DPRD NTB Dukung Koperasi Tambang, Akademisi Unram Justru Kritik Keras

LOMBOK, iNewsLombok.id - Gagasan pembentukan Koperasi Tambang Rakyat yang diinisiasi oleh Kapolda NTB Irjen Pol Hadi Gunawan kini menjadi topik hangat dan menuai perdebatan di kalangan publik.
Proyeksi keuntungan hingga risiko kerugian dari program ini dibahas dalam diskusi publik pada Jumat (5/9/2025) yang menghadirkan tiga narasumber dengan pandangan berbeda: Syamsul Fikri (Anggota Komisi IV DPRD NTB), Kombes Pol Azas Siagian (Kabid Hukum Polda NTB), dan akademisi Universitas Mataram Taufan Abadi.
Pihak pendukung menilai inisiatif ini mampu membuka lapangan kerja baru sekaligus memberdayakan masyarakat kecil yang selama ini terjebak dalam tambang ilegal.
Syamsul Fikri menegaskan bahwa koperasi bisa menjadi jalan keluar, asalkan mendapat dukungan dari pemerintah dan mitra bisnis profesional.
"Negara ini juga harus hadir.
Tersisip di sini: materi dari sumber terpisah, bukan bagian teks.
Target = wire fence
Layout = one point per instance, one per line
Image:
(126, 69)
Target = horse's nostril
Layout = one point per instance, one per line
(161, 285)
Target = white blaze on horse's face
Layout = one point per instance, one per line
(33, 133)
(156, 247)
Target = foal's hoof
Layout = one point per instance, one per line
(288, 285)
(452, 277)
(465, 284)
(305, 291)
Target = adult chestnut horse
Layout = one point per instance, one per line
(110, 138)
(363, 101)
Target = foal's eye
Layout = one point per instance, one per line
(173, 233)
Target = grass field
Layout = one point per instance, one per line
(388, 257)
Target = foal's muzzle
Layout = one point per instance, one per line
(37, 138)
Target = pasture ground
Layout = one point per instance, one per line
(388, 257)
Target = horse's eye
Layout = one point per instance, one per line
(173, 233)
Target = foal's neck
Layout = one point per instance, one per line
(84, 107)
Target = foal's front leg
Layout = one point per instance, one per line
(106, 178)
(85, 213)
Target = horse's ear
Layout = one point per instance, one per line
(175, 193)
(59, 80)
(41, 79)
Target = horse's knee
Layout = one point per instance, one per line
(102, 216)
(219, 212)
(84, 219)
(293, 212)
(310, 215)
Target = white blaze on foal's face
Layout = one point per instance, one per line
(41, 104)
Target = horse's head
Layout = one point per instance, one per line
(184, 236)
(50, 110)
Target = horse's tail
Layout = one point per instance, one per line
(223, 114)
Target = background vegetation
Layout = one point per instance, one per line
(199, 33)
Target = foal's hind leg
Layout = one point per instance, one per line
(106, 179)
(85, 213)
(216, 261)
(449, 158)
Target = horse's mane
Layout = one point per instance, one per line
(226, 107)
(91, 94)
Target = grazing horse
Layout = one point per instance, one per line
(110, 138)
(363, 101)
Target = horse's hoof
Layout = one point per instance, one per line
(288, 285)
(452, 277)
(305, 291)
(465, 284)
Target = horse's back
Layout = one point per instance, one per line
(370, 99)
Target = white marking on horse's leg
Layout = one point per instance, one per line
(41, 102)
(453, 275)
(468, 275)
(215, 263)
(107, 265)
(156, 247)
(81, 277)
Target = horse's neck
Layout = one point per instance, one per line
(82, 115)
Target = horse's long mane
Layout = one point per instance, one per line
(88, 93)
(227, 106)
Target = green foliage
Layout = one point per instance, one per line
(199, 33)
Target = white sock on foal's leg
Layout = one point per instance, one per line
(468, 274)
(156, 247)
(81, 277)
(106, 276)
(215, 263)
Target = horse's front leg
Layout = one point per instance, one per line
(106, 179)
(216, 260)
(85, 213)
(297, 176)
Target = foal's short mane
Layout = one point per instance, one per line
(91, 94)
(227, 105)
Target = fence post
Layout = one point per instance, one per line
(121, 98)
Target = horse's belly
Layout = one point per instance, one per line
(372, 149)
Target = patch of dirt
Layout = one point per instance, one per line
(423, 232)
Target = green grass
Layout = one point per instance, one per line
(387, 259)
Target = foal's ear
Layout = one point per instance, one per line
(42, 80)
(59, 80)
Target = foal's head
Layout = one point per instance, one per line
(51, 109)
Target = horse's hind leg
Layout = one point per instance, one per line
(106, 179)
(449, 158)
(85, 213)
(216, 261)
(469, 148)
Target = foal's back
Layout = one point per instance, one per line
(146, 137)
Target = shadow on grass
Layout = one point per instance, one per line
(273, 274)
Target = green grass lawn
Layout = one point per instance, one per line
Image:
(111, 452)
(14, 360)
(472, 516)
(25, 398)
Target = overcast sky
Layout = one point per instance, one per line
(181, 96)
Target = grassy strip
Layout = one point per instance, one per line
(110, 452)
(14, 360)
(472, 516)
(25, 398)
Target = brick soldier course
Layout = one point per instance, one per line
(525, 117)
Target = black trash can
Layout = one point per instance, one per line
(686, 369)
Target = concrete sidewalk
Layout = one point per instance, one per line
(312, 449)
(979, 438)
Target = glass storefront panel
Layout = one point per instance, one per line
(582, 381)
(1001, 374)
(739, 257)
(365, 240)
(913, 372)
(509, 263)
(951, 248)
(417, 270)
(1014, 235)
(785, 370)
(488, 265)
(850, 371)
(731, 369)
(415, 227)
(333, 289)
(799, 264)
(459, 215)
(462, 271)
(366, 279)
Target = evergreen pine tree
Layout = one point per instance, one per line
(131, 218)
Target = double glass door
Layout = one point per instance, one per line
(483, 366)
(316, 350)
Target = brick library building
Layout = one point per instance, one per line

Harus ada perubahan regulasi, terutama terkait kerja sama dan retribusi. Tanpa itu, koperasi tidak bisa dilaksanakan dengan baik," ujarnya.
Senada, Kombes Pol Azas Siagian menyebut program ini lahir dari keprihatinan Kapolda NTB terhadap minimnya kesempatan kerja.
Menurutnya, koperasi tambang rakyat tidak hanya memberi ruang legal bagi penambang ilegal, tetapi juga bisa melibatkan kelompok rentan untuk memastikan keadilan sosial.
Di sisi lain, akademisi Universitas Mataram, Taufan Abadi, mengajukan kritik keras terhadap wacana ini. Ia mempertanyakan logika pemberian izin pada sektor yang rawan merusak lingkungan.
"Kalau dia sehat, baik-baik saja, kenapa harus pakai izin? Seperti minuman keras, dia berbahaya makanya harus diatur. Pertambangan juga begitu," tegas Taufan.
Menurutnya, meskipun pertambangan disebut sebagai motor ekonomi daerah, faktanya angka kemiskinan ekstrem masih tinggi di NTB. Ia khawatir manfaat tambang lebih banyak dirasakan oleh kelompok kapitalis daripada rakyat kecil.
"Kesejahteraan belum hadir di depan mata kita. Kalau pertambangan dianggap vektor ekonomi, faktanya hari ini belum terbukti," pungkasnya.
Data BPS NTB 2024 mencatat tingkat kemiskinan ekstrem di NTB masih di atas rata-rata nasional (sekitar 3,5%).
Beberapa daerah seperti Lombok Timur dan Sumbawa Barat menjadi pusat aktivitas tambang rakyat, namun sering menimbulkan konflik sosial serta kerusakan ekologi.
Kementerian ESDM sebelumnya telah mendorong konsep Pertambangan Rakyat Terpadu, namun implementasinya masih minim karena tumpang tindih regulasi.
Jika koperasi tambang rakyat terbentuk, diperkirakan akan bersinggungan dengan kebijakan pemerintah pusat, termasuk izin wilayah pertambangan rakyat (WPR) yang harus ditetapkan secara resmi.